Eli remained petrified throughout the flick, I’ve finally begun to understand why. He’s got what we call the “Nudelman” negativity (NN). It comes from my mother’s side. It’s an innate negativity that causes all of the Nudelman descendants to automatically obsess about what isn’t working and to confidently assume the worst in every situation. In film world, as soon as the good guys run into trouble, the NN warns my son of impending disaster. He then goes berserk, convinced that all is lost and the future of his cellulose universe is doomed forever. No amount of convincing works to ease his misery.

I asked my husband, the pediatrician, if there was some kind of medication for this? “I mean, seriously,” I told him, “he doesn’t understand that bad things have to happen in movies in order for the hero to become the hero. What is wrong with him?”

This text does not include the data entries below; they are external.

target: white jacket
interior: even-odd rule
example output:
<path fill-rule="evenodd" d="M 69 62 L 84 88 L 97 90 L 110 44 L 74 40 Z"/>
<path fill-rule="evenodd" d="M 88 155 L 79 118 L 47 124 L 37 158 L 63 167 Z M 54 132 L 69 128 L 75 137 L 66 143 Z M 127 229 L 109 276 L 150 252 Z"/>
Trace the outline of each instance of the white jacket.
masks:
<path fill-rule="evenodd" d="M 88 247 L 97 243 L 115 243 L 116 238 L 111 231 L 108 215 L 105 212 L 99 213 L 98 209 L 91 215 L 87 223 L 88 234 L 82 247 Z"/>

“Well, first of all, “ my husband began to explain in an annoyingly calm doctor voice, “it’s very normal for children at this age to have difficulty distinguishing reality from fantasy. The movie world can seem completely real to a 6 year old and that can be really scary. Plus you have to factor into the mix that his mother is a total wacko who can’t see movies herself because she gets too involved in them and then can’t function for days afterwards.”

What are you talking about?” I asked indignantly. “I see movies all the time.” “Yeah,” he said, “just the ones I pre-screen for you.” He then went on to list a few of the films we had seen that had sent me into so deep a state of devastation he had to lock up all the prescription medications in the house.

“Remember how you reacted at ‘Forest Gump’? What about ‘Lion King’, when the father died? ‘Pretty Woman’?” he was beginning to piss me off.

“Well, that was only because I thought they weren’t gonna end up together,” I said trying to sound as rational as possible.

“Okay,” he went on, “How about ‘Revolutionary Road,’ that movie about the nice suburban couple?”

“Honey,” I lamented, “I could relate to that movie. She had issues. And she killed herself in the end. That was not an uplifting film.” He went on to site some obvious selections like “Sophie’s Choice,” “Shindler’s List”, “No Country for Old Men.” I stopped trying to defend myself though when he reminded me about how I began to hyperventilate when Yoda died in “Return of the Jedi.” Then he asked me, “Have you ever wondered why that doesn’t happen anymore?”

“No,” I said. “Not until right now.”

“Because I see every movie you want to see first without you.” he confessed.

“You’re joking,” I laughed.

“No, I’m afraid I’m not. And you know those movies I told you we couldn’t get on Netflix. I was lying. I just don’t have the strength to watch you disintegrate after watching them.”

I was stunned and horrified. Could this be true? Was I living in some kind of Tipper Gore world of censorship without even knowing it. I wanted to race out and watch “Seven Pounds,” or “The boy in Striped Pajamas.” But then I realized how much happier I’d been these past few years seeing flicks like “Little Miss Sunshine,” and “The Full Monty.”

Maybe that was it. I needed to screen the movies I take Eli to beforehand. But every kid movie has a villain. Every kid movie has scary obstacles that impede the hero. Every kid movie has one or two dead parents. No. Screening alone cannot protect my young one from the fears inside his hereditarily psychotic brain.

The only answer is a movie moratorium. I’m done with the whole scene (pun intended). No more movie theatres, no more buttered popcorn, no more Screenvision trivia facts, and no more reciting classic movie lines like “Use the Force,” and “Go ahead, make my day.” I want to erase the entire film industry from our psyches. And if you think that’s the coward’s way out, “Frankly, my friends, I don’t give a damn.”